「KATE iCON BOX」(以下、iCON BOX)は、カネボウ化粧品(東京・中央)のメイクアップブランド「KATE(ケイト)」が提案する、ニューノーマル時代の新たなデジタル体験。外観は自動販売機のようだが、ユーザーの顔印象分析を行い、4色のアイカラーとメイク方法を提案する。パッケージには購入者の名入れもでき、トータルの体験価値は高い。
iCON BOXは、自動販売機のような形をした長方形のデジタル什器(じゅうき)。その場で顔印象分析ができるAI(人工知能)を搭載しており、ユーザーに似合う4色のアイカラーとメイク方法を提案する。「世界に1台」というコンセプトで、2021年9月に展開開始。期間限定で1台の什器が全国の店舗を巡回する。
デジタル体験×リアル体験
カネボウ化粧品と凸版印刷が共同開発した。什器本体の開発や化粧品のパッケージ製作は凸版印刷が担当。什器そのものの名称は「AIレコメンドベンダー」といい、内部のAIを変更することで色々なものを解析できるという。iCON BOXはAIにKATEの独自ロジックを搭載した。

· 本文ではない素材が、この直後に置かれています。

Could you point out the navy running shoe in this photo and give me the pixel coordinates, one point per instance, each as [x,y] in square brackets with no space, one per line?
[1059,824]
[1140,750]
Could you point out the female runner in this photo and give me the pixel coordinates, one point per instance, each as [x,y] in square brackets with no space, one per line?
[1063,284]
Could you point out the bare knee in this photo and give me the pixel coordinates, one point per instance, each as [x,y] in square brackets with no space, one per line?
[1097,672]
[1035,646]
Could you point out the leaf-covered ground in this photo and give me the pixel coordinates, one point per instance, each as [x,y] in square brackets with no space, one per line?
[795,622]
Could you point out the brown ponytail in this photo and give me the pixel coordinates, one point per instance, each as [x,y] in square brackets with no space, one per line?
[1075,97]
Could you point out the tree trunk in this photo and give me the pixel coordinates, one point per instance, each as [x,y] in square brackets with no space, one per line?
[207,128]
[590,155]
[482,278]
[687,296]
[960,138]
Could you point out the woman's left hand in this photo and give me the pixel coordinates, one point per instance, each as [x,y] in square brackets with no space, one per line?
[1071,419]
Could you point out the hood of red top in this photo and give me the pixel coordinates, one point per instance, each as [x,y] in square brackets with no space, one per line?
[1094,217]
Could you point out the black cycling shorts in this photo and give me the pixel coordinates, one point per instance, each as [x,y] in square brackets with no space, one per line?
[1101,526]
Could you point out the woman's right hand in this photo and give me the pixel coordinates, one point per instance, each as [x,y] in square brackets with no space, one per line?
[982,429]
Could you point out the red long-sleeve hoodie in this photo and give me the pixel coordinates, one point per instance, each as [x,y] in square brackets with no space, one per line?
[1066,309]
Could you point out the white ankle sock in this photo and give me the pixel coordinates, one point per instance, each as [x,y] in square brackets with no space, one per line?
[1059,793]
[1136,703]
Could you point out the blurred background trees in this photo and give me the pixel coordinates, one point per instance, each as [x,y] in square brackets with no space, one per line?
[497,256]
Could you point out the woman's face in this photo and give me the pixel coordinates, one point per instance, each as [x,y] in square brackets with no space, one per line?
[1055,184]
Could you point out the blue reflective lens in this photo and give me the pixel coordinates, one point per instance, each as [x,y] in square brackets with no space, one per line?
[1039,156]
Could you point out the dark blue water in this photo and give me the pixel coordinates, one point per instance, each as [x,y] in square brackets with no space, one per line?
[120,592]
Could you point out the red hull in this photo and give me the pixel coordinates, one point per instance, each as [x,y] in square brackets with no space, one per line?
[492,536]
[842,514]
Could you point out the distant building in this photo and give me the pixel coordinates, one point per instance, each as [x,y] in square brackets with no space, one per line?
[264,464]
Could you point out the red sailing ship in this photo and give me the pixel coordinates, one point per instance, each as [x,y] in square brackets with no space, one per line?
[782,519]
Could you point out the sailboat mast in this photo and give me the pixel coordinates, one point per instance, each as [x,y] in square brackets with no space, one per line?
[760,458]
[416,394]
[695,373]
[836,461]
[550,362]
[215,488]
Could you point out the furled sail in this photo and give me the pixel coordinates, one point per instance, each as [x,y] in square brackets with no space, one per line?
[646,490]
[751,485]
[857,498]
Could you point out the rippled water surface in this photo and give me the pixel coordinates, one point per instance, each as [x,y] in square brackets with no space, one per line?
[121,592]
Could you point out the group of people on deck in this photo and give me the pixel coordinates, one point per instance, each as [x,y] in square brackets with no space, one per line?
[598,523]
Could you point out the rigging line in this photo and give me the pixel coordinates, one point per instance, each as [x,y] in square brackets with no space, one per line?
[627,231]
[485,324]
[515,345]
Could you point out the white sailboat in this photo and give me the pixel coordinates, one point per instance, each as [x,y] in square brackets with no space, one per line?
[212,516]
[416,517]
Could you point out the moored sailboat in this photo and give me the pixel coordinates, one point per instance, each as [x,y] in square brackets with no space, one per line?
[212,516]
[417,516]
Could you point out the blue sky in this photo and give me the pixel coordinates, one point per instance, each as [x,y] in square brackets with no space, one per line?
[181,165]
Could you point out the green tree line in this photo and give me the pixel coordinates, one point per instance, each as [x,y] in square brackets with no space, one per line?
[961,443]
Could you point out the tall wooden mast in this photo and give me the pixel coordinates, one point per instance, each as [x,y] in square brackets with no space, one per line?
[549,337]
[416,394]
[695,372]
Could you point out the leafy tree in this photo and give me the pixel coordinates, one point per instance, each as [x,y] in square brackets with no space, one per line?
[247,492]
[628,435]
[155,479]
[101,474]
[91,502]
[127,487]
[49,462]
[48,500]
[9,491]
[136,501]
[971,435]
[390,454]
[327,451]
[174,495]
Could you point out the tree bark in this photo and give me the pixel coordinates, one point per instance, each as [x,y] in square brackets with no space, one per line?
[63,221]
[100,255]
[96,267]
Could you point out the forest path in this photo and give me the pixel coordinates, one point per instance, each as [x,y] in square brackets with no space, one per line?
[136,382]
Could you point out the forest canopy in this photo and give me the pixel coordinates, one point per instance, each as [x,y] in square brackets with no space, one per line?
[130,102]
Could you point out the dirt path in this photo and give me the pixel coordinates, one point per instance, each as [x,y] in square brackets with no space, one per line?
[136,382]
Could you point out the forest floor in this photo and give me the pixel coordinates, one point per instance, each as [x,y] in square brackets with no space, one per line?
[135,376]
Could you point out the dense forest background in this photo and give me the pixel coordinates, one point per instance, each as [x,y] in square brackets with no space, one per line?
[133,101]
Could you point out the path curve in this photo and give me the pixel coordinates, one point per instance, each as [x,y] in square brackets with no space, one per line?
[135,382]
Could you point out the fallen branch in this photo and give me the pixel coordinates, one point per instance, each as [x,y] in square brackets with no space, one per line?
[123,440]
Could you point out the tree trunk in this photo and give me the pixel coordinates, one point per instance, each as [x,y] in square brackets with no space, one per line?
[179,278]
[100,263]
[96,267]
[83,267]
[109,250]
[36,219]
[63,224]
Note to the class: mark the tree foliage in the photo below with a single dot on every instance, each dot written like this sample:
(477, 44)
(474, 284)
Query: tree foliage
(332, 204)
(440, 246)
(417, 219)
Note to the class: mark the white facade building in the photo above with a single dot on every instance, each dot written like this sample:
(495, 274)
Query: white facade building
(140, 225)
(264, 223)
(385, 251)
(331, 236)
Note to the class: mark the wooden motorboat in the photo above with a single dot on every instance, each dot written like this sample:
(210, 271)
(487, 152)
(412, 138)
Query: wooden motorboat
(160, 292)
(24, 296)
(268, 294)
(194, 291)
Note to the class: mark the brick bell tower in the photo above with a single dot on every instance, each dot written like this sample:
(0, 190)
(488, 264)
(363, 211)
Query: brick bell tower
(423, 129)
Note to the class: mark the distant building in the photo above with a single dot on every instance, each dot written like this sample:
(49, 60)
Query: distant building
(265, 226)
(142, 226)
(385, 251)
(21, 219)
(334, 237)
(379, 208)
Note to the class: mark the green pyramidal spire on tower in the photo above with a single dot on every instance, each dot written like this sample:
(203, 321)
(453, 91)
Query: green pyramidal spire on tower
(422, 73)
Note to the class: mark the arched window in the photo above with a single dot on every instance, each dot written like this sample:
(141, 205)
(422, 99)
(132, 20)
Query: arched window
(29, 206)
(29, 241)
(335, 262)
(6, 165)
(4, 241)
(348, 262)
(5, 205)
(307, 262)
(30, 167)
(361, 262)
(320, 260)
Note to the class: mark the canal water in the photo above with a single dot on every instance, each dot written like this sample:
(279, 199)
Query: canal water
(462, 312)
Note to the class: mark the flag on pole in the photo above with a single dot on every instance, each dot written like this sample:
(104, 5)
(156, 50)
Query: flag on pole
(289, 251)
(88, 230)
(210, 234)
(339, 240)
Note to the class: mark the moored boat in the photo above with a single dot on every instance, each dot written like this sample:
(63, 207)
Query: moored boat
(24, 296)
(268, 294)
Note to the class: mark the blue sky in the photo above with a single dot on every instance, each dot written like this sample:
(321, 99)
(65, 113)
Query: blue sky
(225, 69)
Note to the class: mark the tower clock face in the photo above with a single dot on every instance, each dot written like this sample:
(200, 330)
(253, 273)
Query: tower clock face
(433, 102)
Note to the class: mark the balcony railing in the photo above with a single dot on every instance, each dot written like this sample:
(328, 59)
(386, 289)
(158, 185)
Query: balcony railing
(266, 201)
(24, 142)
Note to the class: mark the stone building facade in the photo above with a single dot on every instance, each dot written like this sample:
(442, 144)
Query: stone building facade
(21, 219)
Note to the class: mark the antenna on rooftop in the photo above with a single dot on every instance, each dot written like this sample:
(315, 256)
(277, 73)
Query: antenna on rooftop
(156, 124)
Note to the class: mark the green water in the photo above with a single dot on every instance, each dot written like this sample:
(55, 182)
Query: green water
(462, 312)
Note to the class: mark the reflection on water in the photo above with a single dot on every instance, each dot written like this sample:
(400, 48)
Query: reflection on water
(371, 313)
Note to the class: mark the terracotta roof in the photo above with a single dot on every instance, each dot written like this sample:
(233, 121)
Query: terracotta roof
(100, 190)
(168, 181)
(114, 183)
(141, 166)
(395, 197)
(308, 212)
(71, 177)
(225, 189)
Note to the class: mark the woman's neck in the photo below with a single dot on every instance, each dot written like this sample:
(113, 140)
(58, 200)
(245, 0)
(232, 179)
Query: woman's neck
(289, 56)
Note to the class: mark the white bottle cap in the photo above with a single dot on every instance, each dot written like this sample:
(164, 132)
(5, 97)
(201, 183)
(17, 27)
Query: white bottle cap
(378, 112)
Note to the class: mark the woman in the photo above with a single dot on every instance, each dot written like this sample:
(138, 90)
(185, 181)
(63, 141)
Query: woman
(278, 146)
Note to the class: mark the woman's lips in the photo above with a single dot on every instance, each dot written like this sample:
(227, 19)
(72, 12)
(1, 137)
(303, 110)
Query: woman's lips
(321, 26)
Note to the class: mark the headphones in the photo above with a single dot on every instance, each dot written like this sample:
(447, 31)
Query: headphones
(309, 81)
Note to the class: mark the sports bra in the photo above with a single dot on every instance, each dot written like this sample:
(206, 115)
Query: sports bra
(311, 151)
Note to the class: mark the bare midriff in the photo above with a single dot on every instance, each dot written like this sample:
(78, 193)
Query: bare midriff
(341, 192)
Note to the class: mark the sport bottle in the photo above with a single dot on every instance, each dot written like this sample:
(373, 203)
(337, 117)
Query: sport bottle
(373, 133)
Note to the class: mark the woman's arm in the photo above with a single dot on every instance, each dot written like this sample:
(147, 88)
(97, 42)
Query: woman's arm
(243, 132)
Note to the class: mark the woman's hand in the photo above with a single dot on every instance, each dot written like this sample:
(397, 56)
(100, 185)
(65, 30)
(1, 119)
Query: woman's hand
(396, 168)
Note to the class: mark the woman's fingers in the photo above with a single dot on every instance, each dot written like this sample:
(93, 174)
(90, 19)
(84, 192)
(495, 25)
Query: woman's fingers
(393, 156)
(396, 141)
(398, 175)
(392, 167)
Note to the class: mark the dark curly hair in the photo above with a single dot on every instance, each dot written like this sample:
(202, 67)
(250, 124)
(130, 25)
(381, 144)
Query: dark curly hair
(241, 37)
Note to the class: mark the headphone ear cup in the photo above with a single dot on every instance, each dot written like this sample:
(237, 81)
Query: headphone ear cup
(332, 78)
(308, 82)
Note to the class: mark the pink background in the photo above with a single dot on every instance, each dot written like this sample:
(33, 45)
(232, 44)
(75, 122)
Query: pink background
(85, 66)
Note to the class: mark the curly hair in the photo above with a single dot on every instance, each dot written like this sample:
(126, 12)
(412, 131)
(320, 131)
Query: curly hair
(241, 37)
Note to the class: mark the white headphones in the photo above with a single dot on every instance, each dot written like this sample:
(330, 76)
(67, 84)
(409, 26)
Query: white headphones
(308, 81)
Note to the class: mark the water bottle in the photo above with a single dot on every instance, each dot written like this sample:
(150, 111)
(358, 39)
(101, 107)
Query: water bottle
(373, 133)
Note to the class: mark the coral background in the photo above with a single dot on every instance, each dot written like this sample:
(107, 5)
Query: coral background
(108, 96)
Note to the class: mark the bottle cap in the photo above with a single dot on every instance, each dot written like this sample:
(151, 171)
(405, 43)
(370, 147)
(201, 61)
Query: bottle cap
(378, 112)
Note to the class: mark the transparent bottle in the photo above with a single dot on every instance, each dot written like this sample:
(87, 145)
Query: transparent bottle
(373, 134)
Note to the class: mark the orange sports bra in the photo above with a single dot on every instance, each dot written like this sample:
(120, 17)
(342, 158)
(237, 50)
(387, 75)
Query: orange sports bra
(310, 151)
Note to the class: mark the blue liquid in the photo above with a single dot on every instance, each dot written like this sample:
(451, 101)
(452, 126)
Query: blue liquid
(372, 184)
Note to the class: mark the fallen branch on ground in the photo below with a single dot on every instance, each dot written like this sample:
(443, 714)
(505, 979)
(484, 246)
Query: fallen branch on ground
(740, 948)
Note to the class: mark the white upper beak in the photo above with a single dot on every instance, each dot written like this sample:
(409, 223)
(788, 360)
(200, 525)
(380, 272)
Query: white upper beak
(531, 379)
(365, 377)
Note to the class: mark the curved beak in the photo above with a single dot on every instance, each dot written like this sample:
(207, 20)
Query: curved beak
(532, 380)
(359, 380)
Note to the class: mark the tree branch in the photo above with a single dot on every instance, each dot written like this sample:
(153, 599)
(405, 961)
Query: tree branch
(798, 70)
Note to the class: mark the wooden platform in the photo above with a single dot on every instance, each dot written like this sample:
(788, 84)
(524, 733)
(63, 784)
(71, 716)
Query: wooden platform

KATEは、「NO MORE RULES.」(ルールに縛られず、自由に自分を表現しよう)というブランドステートメントで、枠にとらわれない自由なメイクを提案している。19年からは、「ユーザーがなりたい姿に変われる」というデジタルソリューションの提案を強化し、その一環として、21年2月にLINE公式アカウント「KATE MAKEUP LAB.」を開設。iCON BOXのAIの基盤となったセルフ型の顔印象分析ツールを先んじて公開した。
この顔印象分析ツールでは、ユーザーの自撮り画像から顔のパーツ比率を測定し、その人に似合うメイク方法や商品を提案していた。こうしたデジタルの体験型コンテンツには「気軽に遊べる」「近未来的なワクワク感がある」などの魅力があり、人気を集めた。しかしKATEでは、これらの体験が購入にうまく結び付いていない、とも感じていたという。